# My gelding won't accept new gelding...



## Chiilaa (Aug 12, 2010)

How long have they been in together? 

Basically, the easy answer is to make sure the environment is safe (maybe patch the holes etc) and then let them have at it. They may get a bit bruised and battered, but eventually they will sort out a new pecking order and be fine. The more you intervene in this process, the longer it will take.


----------



## JustDressageIt (Oct 4, 2007)

I hate to be the nay-sayer, but sometimes the herd dynamics just don't work; I'm not surprised to hear that a new gelding wasn't accepted into the herd of two mares and a gelding; unfortunately instinct takes over and even though he can't do anything about it, the original gelding thinks those mares are his and will fight off the new gelding.
_Posted via Mobile Device_


----------



## themacpack (Jul 16, 2009)

Curious, OP, did you know that the gelding felt this way about his mares before you made the purchase of a new horse?
It may be time to cross-fence and separate the horses into two "herds"


----------



## wetrain17 (May 25, 2011)

This is why I always seperate horses by sex. Why not do the same? Start by leaving the girls in and turning the boys out, and then vise versa.


----------



## Chiilaa (Aug 12, 2010)

Read the OP again, and you will see it clear states that separating the horses is not an option.


----------



## Delfina (Feb 12, 2010)

Some horses absolutely will not, no matter what, get along with certain other horses.

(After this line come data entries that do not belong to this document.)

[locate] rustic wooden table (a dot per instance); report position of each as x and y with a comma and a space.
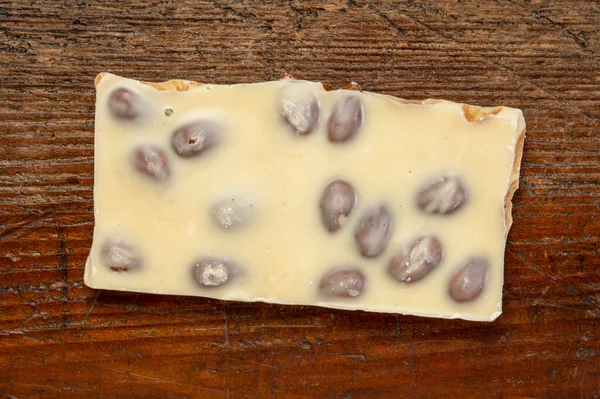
59, 338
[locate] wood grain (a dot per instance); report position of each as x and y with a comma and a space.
60, 339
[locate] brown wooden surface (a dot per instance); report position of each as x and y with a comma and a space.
61, 339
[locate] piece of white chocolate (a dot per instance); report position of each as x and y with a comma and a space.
285, 192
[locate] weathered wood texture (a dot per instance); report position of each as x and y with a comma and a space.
60, 339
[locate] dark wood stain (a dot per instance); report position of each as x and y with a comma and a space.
60, 339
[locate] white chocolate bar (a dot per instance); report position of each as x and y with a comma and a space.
285, 192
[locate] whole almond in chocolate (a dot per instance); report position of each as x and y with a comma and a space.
342, 283
193, 139
417, 260
120, 256
337, 201
444, 195
213, 272
232, 212
124, 104
468, 282
374, 231
346, 119
151, 161
299, 107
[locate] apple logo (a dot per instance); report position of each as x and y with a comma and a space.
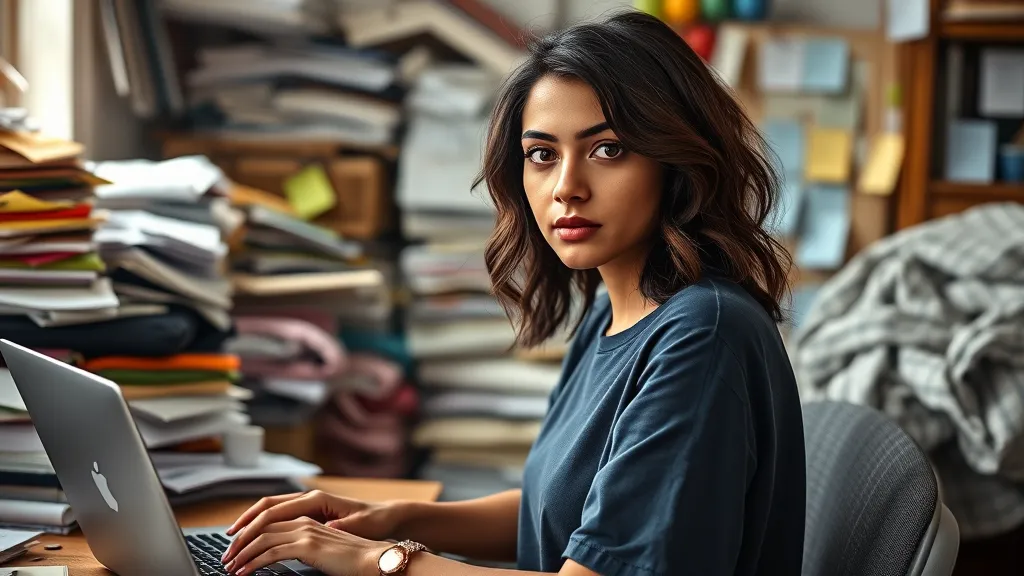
104, 490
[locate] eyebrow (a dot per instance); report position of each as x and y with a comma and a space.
585, 133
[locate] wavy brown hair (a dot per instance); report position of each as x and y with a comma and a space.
664, 103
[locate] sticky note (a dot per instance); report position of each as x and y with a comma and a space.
882, 170
825, 228
829, 153
786, 139
785, 217
781, 65
309, 192
971, 151
730, 52
826, 66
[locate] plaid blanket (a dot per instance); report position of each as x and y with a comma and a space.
928, 326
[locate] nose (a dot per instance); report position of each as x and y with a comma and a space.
571, 186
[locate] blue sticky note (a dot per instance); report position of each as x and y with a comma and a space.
785, 218
826, 66
786, 139
971, 151
803, 298
825, 227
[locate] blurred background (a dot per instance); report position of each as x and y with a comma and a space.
259, 211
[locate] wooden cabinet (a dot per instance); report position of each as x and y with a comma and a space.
924, 195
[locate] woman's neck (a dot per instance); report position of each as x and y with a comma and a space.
622, 278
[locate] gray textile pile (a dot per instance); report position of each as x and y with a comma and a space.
928, 326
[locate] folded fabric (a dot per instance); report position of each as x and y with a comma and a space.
328, 356
226, 363
384, 436
143, 377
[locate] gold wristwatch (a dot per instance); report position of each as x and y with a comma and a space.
395, 559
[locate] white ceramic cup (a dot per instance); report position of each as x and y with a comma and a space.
243, 447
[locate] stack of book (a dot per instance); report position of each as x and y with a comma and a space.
165, 251
50, 275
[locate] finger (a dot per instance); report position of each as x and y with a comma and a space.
256, 508
305, 505
297, 548
274, 534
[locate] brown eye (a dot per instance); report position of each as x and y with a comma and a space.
608, 151
541, 156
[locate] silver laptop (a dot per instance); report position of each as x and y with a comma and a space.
105, 471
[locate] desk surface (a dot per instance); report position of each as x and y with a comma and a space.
76, 556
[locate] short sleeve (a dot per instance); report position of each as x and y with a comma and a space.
670, 498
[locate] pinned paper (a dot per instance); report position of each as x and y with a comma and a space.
310, 193
786, 139
826, 65
730, 52
785, 220
781, 65
793, 107
829, 153
971, 151
882, 170
906, 19
825, 228
844, 111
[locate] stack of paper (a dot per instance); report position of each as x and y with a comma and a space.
285, 255
344, 94
48, 260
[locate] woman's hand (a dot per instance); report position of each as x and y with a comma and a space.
373, 521
332, 551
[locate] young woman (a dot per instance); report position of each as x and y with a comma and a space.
674, 442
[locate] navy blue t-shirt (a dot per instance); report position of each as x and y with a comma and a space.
674, 447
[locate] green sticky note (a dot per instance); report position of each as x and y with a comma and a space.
309, 192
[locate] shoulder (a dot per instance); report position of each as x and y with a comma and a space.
715, 318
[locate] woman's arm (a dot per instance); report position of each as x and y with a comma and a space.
482, 529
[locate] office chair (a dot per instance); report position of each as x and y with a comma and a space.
872, 498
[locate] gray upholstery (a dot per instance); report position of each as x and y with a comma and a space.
872, 500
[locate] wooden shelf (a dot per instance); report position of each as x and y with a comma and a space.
983, 31
982, 193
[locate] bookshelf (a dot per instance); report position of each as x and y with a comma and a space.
923, 195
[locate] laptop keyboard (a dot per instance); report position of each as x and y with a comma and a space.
207, 549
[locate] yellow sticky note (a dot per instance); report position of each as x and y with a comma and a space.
17, 201
309, 192
884, 161
829, 154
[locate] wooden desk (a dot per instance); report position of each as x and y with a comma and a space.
76, 556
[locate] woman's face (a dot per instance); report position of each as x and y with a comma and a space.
595, 202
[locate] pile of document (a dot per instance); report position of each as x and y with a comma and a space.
307, 91
283, 255
49, 269
164, 248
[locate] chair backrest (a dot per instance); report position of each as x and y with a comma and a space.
872, 501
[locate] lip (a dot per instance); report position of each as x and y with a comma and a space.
574, 229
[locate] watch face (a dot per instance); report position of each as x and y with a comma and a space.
392, 561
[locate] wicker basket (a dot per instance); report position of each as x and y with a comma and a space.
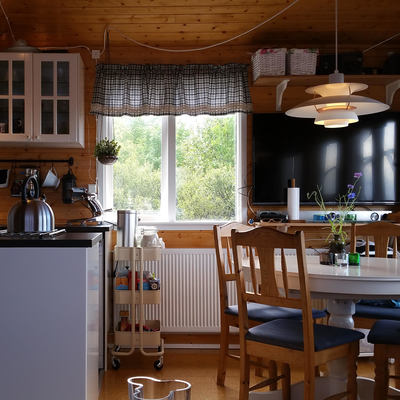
268, 62
302, 61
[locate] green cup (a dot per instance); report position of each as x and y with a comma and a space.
354, 259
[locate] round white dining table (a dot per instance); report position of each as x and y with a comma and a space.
342, 287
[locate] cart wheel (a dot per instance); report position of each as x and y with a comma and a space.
158, 364
115, 363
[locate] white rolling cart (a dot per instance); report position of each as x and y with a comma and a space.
127, 341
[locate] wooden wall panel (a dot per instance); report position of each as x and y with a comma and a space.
122, 51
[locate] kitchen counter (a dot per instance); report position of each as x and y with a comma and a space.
49, 307
67, 239
104, 227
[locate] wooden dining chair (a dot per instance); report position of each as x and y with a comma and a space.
381, 231
229, 313
385, 335
287, 341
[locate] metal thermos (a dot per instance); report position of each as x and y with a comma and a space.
126, 228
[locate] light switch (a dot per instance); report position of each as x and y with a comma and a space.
92, 188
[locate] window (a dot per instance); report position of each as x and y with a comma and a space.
183, 169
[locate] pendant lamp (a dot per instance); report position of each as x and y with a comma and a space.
336, 106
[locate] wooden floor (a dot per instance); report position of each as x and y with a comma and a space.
195, 366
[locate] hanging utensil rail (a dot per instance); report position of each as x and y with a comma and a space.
70, 161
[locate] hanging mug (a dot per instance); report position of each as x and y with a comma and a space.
51, 179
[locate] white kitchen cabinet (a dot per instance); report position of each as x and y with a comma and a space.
42, 99
49, 309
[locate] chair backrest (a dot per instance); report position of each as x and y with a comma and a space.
381, 232
223, 250
274, 288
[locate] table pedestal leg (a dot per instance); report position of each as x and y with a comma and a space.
341, 315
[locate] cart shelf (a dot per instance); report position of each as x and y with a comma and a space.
125, 296
147, 333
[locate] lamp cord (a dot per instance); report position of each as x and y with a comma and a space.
8, 22
336, 50
109, 28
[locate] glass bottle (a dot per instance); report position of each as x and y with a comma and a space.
337, 250
336, 245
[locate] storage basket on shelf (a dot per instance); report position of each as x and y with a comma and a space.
268, 62
301, 61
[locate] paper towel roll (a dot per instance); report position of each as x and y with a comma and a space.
293, 204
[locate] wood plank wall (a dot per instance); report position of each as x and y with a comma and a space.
85, 165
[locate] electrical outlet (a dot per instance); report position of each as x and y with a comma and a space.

I can't pasture my gelding with other geldings. Doesn't matter who they are, where they fall in the pecking order, no matter what, add another gelding or put one on the same fenceline or in the next stall over and it's World War 3. Put him in with mares and he's the low man on the totem pole and it's a calm, peaceful pasture. 

If separating the horses is not an option, I'd suggest you start saving for Vet Bills. You are either going to spend the $$$ on the Vet or on more fencing if this continues.


----------



## themacpack (Jul 16, 2009)

Chiilaa said:


> Read the OP again, and you will see it clear states that separating the horses is not an option.


That doesn't change teh fact that that may be the only solution


----------



## Kayella (Feb 11, 2012)

We're not even sure how long they've been together. From what it sounds like, just two days. And there was a slight improvement in those two days. Now if it's been a couple months and the gelding is still attacking, then there is a problem.


----------



## waresbear (Jun 18, 2011)

I wouldn't risk it! You can play around with herd dynamics but I stand by my saying "Mares make geldings do stupid things"!
_Posted via Mobile Device_


----------



## themacpack (Jul 16, 2009)

OP, what sort of introduction process did you use when bringing the new horse into the mix?


----------